Miami Marlins finish season strong on attendance, but still close to Sun Life levels
Attendance for games was down as much as 39 percent in late June, but the average tally in Marlins Park was stronger than at Sun Life Stadium.
09/30/2013 12:01 AM
09/30/2013 8:05 PM
As a rough season at Marlins Park comes to a close, the team finds itself drawing about 1,000 more fans than it had at Sun Life Stadium.
Despite closing the season with some of the best turnouts of the year, Marlins Park is ending 2013 with an average attendance of 19,584 spectators per game, according to baseball-reference.com. That’s compared with an average of 27,500 for its debut season last year and 18,500 during the team’s final three years at Sun Life.
With one of the worst records in baseball, the weak attendance might not register as much of a surprise. But new ballparks tend to have a more enduring novelty effect.

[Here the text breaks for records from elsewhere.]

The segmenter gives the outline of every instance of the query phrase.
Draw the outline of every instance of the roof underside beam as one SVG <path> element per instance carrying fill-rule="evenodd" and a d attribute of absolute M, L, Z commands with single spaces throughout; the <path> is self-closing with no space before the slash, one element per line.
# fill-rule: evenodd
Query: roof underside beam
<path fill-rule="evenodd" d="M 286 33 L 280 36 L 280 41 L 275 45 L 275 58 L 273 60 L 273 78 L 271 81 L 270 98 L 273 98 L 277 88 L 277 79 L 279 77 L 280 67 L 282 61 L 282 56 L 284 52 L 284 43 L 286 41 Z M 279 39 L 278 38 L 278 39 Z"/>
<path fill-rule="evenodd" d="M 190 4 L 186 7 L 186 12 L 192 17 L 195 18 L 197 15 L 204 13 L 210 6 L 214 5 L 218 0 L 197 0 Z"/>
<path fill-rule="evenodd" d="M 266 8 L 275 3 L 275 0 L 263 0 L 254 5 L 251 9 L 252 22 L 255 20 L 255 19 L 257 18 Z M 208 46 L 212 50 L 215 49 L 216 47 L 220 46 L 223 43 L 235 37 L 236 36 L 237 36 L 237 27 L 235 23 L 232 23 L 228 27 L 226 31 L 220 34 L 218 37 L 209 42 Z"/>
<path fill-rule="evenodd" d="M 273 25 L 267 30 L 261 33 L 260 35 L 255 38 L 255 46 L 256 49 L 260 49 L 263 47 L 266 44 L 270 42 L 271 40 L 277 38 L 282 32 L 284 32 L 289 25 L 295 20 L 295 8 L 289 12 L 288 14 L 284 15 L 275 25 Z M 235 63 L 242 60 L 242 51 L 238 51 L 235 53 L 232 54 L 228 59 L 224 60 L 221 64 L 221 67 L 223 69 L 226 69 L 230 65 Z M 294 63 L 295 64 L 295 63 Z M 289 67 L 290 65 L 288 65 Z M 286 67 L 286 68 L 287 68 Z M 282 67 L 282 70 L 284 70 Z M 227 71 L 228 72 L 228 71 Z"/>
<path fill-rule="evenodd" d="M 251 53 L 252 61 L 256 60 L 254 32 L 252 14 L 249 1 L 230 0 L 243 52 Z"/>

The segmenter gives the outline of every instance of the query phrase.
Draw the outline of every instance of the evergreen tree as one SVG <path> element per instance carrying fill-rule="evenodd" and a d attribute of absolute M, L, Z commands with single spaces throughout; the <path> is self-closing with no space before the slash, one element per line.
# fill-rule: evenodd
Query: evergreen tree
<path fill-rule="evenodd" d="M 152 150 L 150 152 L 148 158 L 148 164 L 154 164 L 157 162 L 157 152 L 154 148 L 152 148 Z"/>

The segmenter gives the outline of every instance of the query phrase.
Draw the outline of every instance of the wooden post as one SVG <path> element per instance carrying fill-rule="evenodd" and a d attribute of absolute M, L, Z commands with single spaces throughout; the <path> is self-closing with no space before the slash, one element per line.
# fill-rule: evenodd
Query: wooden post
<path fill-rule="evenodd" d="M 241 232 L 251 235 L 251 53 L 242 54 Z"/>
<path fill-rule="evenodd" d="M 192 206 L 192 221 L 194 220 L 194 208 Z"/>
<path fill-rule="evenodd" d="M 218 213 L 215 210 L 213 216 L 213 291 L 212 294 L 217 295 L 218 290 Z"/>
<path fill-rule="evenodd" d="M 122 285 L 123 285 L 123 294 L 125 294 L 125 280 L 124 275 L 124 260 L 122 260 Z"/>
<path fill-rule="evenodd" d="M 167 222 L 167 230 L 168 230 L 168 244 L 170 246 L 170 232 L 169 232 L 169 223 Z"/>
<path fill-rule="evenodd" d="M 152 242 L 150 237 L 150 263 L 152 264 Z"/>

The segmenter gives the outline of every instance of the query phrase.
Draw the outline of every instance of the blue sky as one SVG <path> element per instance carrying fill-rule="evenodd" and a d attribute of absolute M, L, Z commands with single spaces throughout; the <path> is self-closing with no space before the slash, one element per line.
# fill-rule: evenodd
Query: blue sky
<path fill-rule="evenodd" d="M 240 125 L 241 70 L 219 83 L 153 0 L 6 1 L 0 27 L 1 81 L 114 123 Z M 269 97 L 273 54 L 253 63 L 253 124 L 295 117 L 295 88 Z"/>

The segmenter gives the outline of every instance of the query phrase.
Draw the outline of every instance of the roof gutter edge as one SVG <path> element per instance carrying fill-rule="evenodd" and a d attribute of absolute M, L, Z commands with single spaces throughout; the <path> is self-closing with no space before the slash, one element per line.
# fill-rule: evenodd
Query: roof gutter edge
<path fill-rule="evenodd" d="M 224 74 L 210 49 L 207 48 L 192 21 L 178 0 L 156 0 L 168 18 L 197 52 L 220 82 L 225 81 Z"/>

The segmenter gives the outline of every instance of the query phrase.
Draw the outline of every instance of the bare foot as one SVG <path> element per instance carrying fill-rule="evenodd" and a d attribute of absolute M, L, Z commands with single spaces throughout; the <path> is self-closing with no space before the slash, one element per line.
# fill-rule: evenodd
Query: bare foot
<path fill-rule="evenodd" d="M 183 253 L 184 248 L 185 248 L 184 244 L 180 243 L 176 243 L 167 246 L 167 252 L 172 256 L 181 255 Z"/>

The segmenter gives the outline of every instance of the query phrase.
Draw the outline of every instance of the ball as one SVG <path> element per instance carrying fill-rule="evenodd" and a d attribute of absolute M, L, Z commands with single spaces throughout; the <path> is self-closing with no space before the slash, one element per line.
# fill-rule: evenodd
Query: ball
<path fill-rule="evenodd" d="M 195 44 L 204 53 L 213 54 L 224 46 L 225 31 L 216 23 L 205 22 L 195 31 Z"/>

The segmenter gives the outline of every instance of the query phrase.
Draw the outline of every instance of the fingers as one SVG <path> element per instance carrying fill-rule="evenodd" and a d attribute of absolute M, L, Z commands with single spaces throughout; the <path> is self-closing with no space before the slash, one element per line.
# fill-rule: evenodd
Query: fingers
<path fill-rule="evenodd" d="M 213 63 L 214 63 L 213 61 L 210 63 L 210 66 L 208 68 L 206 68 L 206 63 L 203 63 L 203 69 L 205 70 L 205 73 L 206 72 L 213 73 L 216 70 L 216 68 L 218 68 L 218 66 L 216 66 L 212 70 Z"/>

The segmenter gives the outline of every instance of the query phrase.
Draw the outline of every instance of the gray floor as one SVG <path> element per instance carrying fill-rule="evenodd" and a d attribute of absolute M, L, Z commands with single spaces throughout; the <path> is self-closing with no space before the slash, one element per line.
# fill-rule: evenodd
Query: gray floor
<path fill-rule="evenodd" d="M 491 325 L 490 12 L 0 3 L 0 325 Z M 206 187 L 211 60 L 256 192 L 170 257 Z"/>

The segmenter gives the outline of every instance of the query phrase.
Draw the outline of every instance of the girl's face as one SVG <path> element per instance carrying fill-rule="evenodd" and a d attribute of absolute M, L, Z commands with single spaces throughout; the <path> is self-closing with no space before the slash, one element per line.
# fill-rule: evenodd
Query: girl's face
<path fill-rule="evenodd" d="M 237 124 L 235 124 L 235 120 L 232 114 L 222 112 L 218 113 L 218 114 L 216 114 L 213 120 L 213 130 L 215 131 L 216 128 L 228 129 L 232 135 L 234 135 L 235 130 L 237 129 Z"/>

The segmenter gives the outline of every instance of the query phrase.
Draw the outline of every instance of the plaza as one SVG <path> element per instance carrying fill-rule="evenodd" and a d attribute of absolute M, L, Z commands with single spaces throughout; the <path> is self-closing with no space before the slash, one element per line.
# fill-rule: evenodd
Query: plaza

With its 28.5 percent drop from 2012, Marlins Park will finish the year with one of the worst declines in attendance for a new stadium since at least the 1980s, according to the baseball-reference.com data.
In the first half of the season, it looked like Marlins Park might have the worst drop-off, since its attendance decline was sharper than the current holder of the title, Tampa Bay’s Tropicana Field.
The Tampa Bay park saw attendance drop 30 percent between its 1998 debut and the 1999 season, according to the game-by-game tally available on baseball-reference.com. But in the end, Marlins Park looks set to best not only Tampa, but also the 31 percent drop suffered by the new Texas stadium in 1995 and the 30 percent decline suffered in the second year of Milwaukee’s new ballpark in 2002.
At its worse, Marlins Park saw attendance for the 2013 season down 39 percent in late June. But the average tally began climbing in July. By the first week in September, Miami’s attendance drop was smaller than Tampa’s and the standings did not change for the rest of the season. (The gap may be even wider, as the Tampa Bay Rays’ internal statistics show a 38 percent attendance decline between 1998 and 1999, a team spokesman said.)
Tampa and Miami also vied for the worst attendance in Major League Baseball this year. Miami bested Tampa on that, too, ending up one slot from the bottom, according to figures posted on espn.com. Despite the weak average, the final weekend in Marlins Park’s sophomore season posted impressive numbers. On Saturday, the 10th-inning win over Detroit drew an announced crowd of 28,750, the biggest of the year since Opening Day. The turnout for Sunday’s no-hitter finale was 28,315, the third best since the first game.